TRX_TYPE column shows the transaction type (1: card present, 2: card not present).
TRX_COUNT is the number of cash withdrawals performed on the specified date. You
are also given a very simple solution strategy using a decision tree classifier in the file
named quick_and_dirty_solution.R.
2. Develop your own machine learning solution for this problem. You are free to use any
publicly available packages in R, Matlab, or Python. The predictive quality of your
solution will be evaluated in terms of its MAE (mean absolute error) and RMSE (root
mean squared error) values on the test set.
3. Use the trained algorithm from the previous step to perform predictions for the test data
set, which contains 940 data instances (47 ATMs x 10 days x 2 transaction types). You
are not given the numbers of cash withdrawals for test instances. You need to predict the
numbers of cash withdrawals and to write these estimates into a file. For example, the
decision tree strategy implemented in quick_and_dirty_solution.R file generates the
estimates for the test set and writes these values into a file named test_predictions.csv.
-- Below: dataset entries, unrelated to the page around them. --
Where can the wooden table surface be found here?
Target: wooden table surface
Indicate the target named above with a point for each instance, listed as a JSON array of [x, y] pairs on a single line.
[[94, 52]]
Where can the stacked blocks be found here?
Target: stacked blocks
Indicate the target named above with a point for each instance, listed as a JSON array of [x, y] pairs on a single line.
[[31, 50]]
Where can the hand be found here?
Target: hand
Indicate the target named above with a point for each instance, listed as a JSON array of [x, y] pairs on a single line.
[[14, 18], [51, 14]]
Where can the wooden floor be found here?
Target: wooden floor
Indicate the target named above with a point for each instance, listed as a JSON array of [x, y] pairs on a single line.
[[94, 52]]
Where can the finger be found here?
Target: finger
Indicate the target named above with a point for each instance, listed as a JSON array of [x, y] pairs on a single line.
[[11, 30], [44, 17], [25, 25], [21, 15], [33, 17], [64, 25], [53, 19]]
What to submit: You need to submit your source code in a single file (.R file if you are using R,
.m file if you are using Matlab, or .py file if you are using Python), the estimated numbers of
cash withdrawals that you calculated for the test set (test_predictions.csv), and a detailed report
explaining your approach (.doc, .docx, or .pdf file). You will put these three files in a single zip
file named as STUDENTID.zip, where STUDENTID should be replaced with your 7-digit
student number.
How to submit: Submit the zip file you created to Blackboard. Please follow the exact style
mentioned and do not send a zip file named as STUDENTID.zip.